Verwaltungshelfer

Allgemeines

Unter einem Verwaltungshelfer versteht man eine natürliche Person, welche den Staat bei der Ausführung von Verwaltungsaufgaben unterstützt und der zuständigen Körperschaft gegenüber weisungsgebunden ist. 

Natürliche Person ist der juristische Ausdruck für „Mensch“. Unter Verwaltung versteht man solche Aufgaben, die nicht der Gubernative (regierende Gewalt), Legislative (gesetzgebende Gewalt) oder Judikative (richterliche Gewalt) zugerechnet werden kann. Damit gehört die Verwaltung der Exekutive an. Sie umfasst sämtliche Aufgaben, die nicht Ausdruck der politischen Führung des Bundes oder der Länder sind. 

Dazu gehört zum Beispiel die vorbeugende Verbrechensbekämpfung und Gefahrenabwehr durch Polizei- und Ordnungskräfte. Oder solche Tätigkeiten, die für den Bestand und das Funktionieren von öffentlichen Gebäuden notwendig sind. Etwa Bürgerdienste im Rathaus oder Bearbeiten von Leistungsanträgen. 

Beispiel aus der Sicherheitsbranche

Die Figur des Verwaltungshelfers ist in der Sicherheitsbranche relevant und steht im Zusammenhang mit einer Tendenz zur „Privatisierung der Sicherheit“. Im us-amerikanischen Raum wurden bereits in den 1970er-Jahren organisatorische Aufgaben der Polizeibehörden an private Unternehmen in Auftrag gegeben. Dieser Trend erfasste auch Deutschland zur Jahrtausendwende. 

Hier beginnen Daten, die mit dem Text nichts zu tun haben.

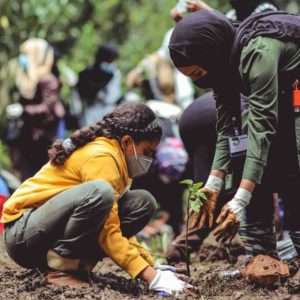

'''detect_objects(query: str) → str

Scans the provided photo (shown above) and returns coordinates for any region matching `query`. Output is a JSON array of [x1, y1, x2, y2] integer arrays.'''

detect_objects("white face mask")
[[125, 142, 153, 178]]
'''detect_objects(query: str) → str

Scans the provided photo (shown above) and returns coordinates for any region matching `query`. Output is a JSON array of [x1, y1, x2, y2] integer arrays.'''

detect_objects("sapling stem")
[[185, 189, 192, 277]]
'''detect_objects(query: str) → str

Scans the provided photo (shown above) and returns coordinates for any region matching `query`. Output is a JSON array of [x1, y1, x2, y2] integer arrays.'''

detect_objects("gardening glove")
[[154, 263, 177, 273], [213, 188, 252, 243], [149, 270, 192, 296], [189, 175, 224, 229]]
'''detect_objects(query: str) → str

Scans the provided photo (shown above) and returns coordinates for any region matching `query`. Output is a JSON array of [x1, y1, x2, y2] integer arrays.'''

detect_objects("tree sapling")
[[180, 179, 207, 276]]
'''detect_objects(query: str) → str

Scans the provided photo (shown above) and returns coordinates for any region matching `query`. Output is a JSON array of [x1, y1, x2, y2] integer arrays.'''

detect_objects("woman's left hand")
[[213, 204, 240, 243]]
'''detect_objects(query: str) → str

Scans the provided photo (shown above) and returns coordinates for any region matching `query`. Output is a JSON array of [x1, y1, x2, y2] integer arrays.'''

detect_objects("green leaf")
[[191, 201, 200, 212], [193, 181, 203, 192], [199, 192, 207, 200], [179, 179, 193, 185]]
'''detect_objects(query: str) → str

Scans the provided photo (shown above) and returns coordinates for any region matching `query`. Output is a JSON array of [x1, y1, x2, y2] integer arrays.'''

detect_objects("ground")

So wurden standardisierte und reproduzierbare Tätigkeiten wie das Betreuen von JVAs oder Polizeidienststellen, die Entgegennahme von Notrufen oder Mitwirkung bei Fahndungen an gewerbliche Sicherheitsdienstleister übertragen. Die Beamtinnen und Beamten fungieren dabei als Aufsichtsperson. Die Wachkräfte sind für die Umsetzung verantwortlich. 

Hintergrund dieser Privatisierung ist der Umstand, dass Unternehmen sich auf bestimmte Tätigkeiten spezialisieren und diese effizienter erbringen können. Indem man sich der Hilfe durch Private bei „weichen“ Delikten bedient, verbleiben mehr polizeiliche Ressourcen zur Bekämpfung „harter“ Delikte. 

Unterschiede zum PPP und zur Beleihung

Die Figur des Verwaltungshelfers ist nur eine mögliche Form der Kooperation zwischen privaten Sicherheitsunternehmen und dem Staat. Ebenso können gewerbliche Dienstleister anhand eines staatlichen Beleihungsaktes oder Public Private Partnership (PPP) eingebunden werden. 

Die jeweiligen Modelle weisen jedoch einige Unterschiede auf. Der Verwaltungshelfer ist als eine Art „Werkzeug“ für den Dienstherrn tätig. Ihm werden keine Kompetenzen zur selbstständigen Ausführung übertragen. Stattdessen ist er weisungsgebunden tätig. Zum Beispiel Abschleppunternehmen, die von der Polizei dazu beauftragt wurden, ein Pkw aus dem Halteverbot abzuschleppen. 

Der Beliehene dagegen hat einen gewissen Ermessensspielraum. Er nimmt eigenständig hoheitliche Befugnisse war. Anders als der Verwaltungshelfer repräsentiert er den Staat nach außen. Dies hat zur Folge, dass er grundrechtsgebunden ist. Ebenso dürfen die Adressaten einer fehlerhaften oder rechtswidrigen Maßnahme Ansprüche auf Erstattung und Schadensersatz gegen den Staat geltend machen, zum Beispiel aus Art. 34 Abs. 1 GG i.V.m. § 839 BGB. Dies wäre gegenüber einem Verwaltungshelfer nicht möglich.